THIS DAY OF , 1999, by authority of the Xxxx Tribal Business Committee,
permission is hereby granted to officers, employees and parties authorized by the United States
Environmental Protection Agency (EPA) entering and having continued access to the Property until
4:30 pm (CST) on , to conduct the following work (hereinafter the work):
(1) To perform necessary response actions (e.g., excavation of contaminated soil, backfilling with
clean soil or gravel, and sodding or seeding) to address lead and other metals from mining waste
contamination on the above-described lands in accordance with the EPA Record of Decision
issued August 27, 1997;
(2) To take necessary samples of environmental media to identify lead and other metals that may be a
threat to public health or welfare or the environment.

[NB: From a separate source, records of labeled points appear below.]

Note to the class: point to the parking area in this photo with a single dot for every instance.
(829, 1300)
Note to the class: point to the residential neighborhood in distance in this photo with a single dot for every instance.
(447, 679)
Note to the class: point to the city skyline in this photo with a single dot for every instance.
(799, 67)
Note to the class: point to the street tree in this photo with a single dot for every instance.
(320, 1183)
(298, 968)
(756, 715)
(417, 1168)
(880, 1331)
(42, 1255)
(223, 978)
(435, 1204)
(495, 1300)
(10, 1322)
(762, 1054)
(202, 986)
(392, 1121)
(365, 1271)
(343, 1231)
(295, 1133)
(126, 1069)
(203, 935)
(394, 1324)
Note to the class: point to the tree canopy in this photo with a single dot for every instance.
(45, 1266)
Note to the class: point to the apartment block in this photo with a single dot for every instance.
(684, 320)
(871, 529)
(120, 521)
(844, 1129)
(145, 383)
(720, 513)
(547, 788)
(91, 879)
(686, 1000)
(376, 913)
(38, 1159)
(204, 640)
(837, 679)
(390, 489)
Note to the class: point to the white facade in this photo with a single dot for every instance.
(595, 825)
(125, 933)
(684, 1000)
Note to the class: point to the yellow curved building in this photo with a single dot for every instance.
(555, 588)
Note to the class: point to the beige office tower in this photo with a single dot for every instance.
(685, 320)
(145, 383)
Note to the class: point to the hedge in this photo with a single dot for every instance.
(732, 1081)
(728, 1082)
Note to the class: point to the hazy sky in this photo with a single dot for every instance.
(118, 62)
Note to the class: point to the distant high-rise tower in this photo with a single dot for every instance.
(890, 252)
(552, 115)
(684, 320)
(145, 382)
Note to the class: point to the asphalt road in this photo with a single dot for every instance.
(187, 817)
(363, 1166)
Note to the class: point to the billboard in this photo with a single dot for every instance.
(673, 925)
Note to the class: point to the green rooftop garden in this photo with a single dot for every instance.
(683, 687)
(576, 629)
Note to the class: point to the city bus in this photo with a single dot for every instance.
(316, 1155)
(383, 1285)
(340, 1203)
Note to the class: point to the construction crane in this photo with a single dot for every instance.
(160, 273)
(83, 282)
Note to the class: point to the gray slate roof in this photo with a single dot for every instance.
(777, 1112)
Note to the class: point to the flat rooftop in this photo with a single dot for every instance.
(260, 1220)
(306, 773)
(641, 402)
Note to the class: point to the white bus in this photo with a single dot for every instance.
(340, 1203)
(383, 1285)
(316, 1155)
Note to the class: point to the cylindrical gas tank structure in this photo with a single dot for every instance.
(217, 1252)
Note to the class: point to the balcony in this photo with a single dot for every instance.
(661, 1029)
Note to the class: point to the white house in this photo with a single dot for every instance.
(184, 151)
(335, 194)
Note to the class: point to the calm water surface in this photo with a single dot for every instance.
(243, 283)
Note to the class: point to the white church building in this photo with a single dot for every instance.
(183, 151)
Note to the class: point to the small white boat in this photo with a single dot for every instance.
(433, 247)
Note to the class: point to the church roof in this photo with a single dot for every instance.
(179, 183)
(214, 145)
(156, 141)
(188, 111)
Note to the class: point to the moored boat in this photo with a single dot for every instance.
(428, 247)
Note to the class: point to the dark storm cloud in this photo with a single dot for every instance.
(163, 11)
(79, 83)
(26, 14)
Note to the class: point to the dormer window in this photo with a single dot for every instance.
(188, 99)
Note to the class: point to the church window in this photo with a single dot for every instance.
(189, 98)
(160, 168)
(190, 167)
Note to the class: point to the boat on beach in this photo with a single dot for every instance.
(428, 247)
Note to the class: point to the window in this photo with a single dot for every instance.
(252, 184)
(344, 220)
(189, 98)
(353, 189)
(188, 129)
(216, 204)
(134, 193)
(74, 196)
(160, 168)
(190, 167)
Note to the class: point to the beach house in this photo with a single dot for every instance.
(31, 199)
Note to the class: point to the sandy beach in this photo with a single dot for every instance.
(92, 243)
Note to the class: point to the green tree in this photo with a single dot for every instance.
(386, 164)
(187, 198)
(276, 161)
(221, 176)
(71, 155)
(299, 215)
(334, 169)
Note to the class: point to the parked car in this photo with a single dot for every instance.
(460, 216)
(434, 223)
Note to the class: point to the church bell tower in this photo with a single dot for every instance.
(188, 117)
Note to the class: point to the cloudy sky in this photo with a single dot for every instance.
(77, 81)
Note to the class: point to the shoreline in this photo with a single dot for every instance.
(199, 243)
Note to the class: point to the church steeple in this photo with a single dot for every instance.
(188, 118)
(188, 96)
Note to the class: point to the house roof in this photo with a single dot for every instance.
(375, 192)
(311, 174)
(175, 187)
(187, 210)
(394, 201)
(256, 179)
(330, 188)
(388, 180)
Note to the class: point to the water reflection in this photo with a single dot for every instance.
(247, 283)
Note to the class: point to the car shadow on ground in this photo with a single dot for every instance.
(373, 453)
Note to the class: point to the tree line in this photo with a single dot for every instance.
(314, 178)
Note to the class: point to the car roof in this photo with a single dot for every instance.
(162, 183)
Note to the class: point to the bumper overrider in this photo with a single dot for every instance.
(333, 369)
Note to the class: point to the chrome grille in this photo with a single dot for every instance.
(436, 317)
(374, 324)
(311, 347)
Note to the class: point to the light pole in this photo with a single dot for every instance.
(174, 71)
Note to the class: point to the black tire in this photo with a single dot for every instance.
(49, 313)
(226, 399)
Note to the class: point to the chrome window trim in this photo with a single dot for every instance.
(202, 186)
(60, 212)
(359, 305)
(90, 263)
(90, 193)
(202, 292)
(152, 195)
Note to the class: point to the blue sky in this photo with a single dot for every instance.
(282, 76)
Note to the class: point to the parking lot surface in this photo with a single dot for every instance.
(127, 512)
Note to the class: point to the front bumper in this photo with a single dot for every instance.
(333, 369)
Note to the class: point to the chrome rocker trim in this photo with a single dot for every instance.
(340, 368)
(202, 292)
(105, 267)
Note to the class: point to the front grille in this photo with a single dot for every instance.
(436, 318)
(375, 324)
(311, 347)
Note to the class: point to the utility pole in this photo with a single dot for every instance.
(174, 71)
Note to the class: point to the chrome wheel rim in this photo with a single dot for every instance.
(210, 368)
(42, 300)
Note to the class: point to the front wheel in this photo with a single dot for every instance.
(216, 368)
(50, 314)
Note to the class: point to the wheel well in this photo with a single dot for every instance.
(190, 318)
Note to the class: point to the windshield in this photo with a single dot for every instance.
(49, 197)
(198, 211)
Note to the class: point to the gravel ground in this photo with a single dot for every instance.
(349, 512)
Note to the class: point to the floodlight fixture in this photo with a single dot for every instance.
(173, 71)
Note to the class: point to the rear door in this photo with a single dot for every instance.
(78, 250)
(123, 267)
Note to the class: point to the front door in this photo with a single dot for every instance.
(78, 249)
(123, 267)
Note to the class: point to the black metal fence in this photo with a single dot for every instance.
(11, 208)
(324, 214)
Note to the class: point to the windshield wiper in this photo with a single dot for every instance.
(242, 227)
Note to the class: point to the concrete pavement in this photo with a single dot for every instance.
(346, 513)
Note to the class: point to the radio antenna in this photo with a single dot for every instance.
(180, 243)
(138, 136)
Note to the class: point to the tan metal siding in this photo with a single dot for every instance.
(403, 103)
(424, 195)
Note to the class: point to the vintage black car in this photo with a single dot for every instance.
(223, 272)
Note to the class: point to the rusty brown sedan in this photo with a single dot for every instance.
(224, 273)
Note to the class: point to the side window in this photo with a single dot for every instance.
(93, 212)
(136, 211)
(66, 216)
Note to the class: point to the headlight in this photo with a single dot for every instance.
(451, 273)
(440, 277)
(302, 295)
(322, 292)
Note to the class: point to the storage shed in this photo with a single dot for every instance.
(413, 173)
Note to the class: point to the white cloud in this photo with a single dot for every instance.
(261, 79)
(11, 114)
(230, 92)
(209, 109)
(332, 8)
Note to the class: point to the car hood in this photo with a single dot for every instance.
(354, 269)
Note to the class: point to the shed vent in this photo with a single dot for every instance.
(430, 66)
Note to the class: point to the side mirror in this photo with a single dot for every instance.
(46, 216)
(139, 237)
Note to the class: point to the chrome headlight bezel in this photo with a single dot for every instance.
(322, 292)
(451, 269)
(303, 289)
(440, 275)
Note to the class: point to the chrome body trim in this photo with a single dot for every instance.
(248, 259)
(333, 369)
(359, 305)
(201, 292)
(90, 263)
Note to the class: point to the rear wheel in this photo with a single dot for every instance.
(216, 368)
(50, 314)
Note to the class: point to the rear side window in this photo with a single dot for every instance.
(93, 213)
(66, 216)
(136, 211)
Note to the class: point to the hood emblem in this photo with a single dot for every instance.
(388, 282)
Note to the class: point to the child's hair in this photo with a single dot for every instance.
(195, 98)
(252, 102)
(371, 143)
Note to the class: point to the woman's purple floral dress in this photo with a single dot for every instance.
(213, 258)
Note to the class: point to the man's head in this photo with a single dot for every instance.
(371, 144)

Nothing contained in this permit shall operate to delay or prevent a termination of Federal trust
responsibilities with respect to the Property by the issuance of a fee patent or otherwise during the term of
the work; however, such termination shall not serve to terminate the work. The Xxxx Tribal Business
Committee shall notify EPA of any change in status or ownership of the Property.
The Xxxx Tribal Business Committee realizes that the work will be undertaken pursuant to EPA's
Superfund authority under the Comprehensive Environmental Response, Compensation, and Liability Act
(CERCLA), 42 U.S.C. Sections 9601-9675.
This written permission is given by the Xxxx Tribal Business Committee voluntarily with the knowledge
of its right to refuse and without threats or promises of any kind.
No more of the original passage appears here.